If $$$ wasnt a factor and since I'm not looking for originallity the obvious route would be to go with a 12 bolt Chevy or aftermarket 9 inch.

Since my motor will be a fairly stock build (360 - 375 HP) I'm leaning towrads keeping the 8.5 10 bolts olds or possibly continuing my search for an original 8.2 BOP 10 bolt.

I plan on lowring my 66 GTO a couple inches and looking to go with 18 x 9" wheels on the rear. That being said I would prefer the stock rear end width in order to help avoid any rubbing on the fender walls.

When I removed the drive shaft I was only able to slide the drive shaft forward only about 1/2" or so which made it difficult to get the rear u-joint to come out. I ended up having to remove the u-joint caps and having to lightly pry it out. Does this sound like the prior owner didnt shorten the drive shaft or did they not shorten it enough?
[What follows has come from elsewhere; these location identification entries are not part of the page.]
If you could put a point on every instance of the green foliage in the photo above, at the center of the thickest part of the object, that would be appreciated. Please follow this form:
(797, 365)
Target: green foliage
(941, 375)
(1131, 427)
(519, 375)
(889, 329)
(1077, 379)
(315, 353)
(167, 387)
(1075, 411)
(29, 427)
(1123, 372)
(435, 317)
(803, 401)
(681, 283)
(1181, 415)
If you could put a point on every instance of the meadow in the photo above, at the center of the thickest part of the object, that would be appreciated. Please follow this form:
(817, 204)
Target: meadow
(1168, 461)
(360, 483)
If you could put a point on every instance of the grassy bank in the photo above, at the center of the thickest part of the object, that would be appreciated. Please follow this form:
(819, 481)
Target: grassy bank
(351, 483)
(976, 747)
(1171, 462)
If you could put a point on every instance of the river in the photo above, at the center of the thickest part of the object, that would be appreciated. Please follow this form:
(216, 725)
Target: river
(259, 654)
Greg Reid, my rear u-joint was also retained to the olds pinion yoke by nothing but the u-bolts as well.

I'm located in San Diego CA and having a heck of a time finding an original 8.2 BOP 10 bolt. Franks Pontiac Parts & Auto Dismantling which is about 3 hours away has a 1966 GTO, Lemans 2.93 Open Diff Assy for $525. Its listed as in great condition, complete & ready to go. If I go this route I still need to replace the gears with what I'm looking for and will need to search for a suitable kit.
This is the same guy selling the 1968 GTO, LeMans, Grand Prix 3.55 Posi diff assy (ZH 291 N #9798896) with the chipped tooth on the ring gear and is asking $950. Based on the feedback I will stear clear of this one.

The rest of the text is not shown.